Die Physiognomie des Menschen

Das runde Gesicht:

Es wird von Aristoteles dem Unverschämten, von Polemon dem Jähzornigen, von Rhases dem Toren zugeschrieben.

Das runzelige Gesicht:

Aristoteles eignet es dem Traurigen zu, da man in der Trauer das Gesicht in Falten zieht. Vermutlich ist große Trockenheit die Ursache davon. Averroes hält Runzeln für ein Zeichen der Melancholie. Das runzelige, magere Gesicht, ohne Haare:

Es kennzeichnet nach Aristoteles den Verbitterten.

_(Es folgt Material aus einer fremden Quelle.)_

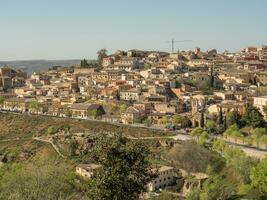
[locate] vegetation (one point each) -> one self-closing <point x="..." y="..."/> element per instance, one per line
<point x="102" y="53"/>
<point x="2" y="100"/>
<point x="125" y="169"/>
<point x="40" y="181"/>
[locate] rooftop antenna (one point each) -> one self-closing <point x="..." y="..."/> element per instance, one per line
<point x="177" y="41"/>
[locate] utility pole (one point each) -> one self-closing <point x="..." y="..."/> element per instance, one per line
<point x="178" y="41"/>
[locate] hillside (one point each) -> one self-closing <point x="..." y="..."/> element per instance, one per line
<point x="38" y="65"/>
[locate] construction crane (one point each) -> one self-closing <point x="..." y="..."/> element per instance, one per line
<point x="177" y="41"/>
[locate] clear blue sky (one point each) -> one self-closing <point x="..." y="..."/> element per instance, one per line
<point x="66" y="29"/>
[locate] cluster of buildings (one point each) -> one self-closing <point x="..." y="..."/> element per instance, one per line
<point x="152" y="86"/>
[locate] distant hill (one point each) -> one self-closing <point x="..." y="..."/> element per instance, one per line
<point x="31" y="66"/>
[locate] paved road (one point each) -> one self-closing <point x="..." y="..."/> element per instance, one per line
<point x="250" y="151"/>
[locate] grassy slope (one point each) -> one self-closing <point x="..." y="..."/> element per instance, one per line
<point x="24" y="127"/>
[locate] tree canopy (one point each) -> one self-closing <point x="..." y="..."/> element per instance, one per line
<point x="125" y="169"/>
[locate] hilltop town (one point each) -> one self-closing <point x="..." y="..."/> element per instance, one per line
<point x="148" y="88"/>
<point x="190" y="107"/>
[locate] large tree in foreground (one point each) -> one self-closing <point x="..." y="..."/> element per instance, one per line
<point x="125" y="169"/>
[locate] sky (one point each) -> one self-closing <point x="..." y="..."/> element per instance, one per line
<point x="75" y="29"/>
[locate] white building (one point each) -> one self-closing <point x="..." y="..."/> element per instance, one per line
<point x="166" y="177"/>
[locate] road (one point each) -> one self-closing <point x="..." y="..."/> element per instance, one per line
<point x="180" y="135"/>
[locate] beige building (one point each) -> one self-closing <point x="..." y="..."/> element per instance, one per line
<point x="260" y="102"/>
<point x="166" y="177"/>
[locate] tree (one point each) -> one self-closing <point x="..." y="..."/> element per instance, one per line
<point x="164" y="120"/>
<point x="101" y="54"/>
<point x="194" y="194"/>
<point x="196" y="132"/>
<point x="211" y="125"/>
<point x="2" y="100"/>
<point x="233" y="118"/>
<point x="265" y="110"/>
<point x="253" y="117"/>
<point x="240" y="163"/>
<point x="123" y="108"/>
<point x="232" y="131"/>
<point x="219" y="145"/>
<point x="47" y="180"/>
<point x="176" y="119"/>
<point x="217" y="187"/>
<point x="84" y="63"/>
<point x="35" y="106"/>
<point x="147" y="66"/>
<point x="51" y="130"/>
<point x="257" y="135"/>
<point x="95" y="113"/>
<point x="259" y="176"/>
<point x="186" y="122"/>
<point x="204" y="136"/>
<point x="220" y="116"/>
<point x="125" y="169"/>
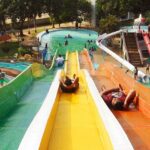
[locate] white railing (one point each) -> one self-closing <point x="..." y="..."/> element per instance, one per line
<point x="115" y="56"/>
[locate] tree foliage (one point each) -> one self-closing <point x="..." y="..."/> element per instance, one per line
<point x="113" y="9"/>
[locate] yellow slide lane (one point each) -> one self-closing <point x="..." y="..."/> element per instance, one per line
<point x="77" y="125"/>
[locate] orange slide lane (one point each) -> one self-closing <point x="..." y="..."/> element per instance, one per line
<point x="135" y="122"/>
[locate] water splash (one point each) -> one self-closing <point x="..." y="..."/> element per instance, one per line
<point x="93" y="3"/>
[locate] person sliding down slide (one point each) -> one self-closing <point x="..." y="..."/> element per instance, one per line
<point x="116" y="98"/>
<point x="69" y="85"/>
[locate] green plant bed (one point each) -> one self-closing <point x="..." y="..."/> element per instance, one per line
<point x="8" y="49"/>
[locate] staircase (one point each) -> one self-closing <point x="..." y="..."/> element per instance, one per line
<point x="134" y="56"/>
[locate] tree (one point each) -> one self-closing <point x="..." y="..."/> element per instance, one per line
<point x="108" y="24"/>
<point x="19" y="9"/>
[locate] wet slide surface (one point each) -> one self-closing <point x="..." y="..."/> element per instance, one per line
<point x="14" y="126"/>
<point x="134" y="123"/>
<point x="75" y="125"/>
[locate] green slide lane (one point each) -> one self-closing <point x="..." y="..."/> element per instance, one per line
<point x="12" y="128"/>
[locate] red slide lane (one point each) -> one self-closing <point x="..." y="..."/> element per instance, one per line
<point x="147" y="41"/>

Infolge der Trockenheit und Kälte werden die sonst behaarten Teile glatt; besonders ist das bei Melancholischen der Fall.

Das rote Gesicht:

Es deutet auf Schamhaftigkeit, weil man rot wird, wenn man sich schämt, schreibt Aristoteles. Aphrodiseus hält es für ein Zeichen von Sittsamkeit und Frohsinn: von Sittsamkeit, weil das Gesicht blutübergossen ist, gleichwie man in der Scham die Hände vors Gesicht schlägt, von Frohsinn, weil das Blut gleichsam nach außen dem Vergnügen entgegenkommt. Die Farbe seiner Haut ist die der Rosen, d. h. aus weiß und rot gemischt wie in der Blüte der Jugend, und wird auch fleischfarben genannt. Das Gesicht des Menschen errötet in der Scham, weil dann nach Aristoteles das Blut zur Peripherie strömt. Besonders löblich ist die Sittsamkeit bei Jünglingen. Der Cyniker Diogenes nennt die Röte die Farbe der Tugend, Naevius nennt sie die Farbe der Scham, ‘ebenso Terenz. Ruellius Gallus, ein tüchtiger Arzt, hatte ein rotes Gesicht und war bescheiden und sanftmütig. Nach Polemon deutet ein dauernd rotes Gesicht auf einen rauhen Charakter. Domitian hatte ein rotes, bescheidenes Antlitz.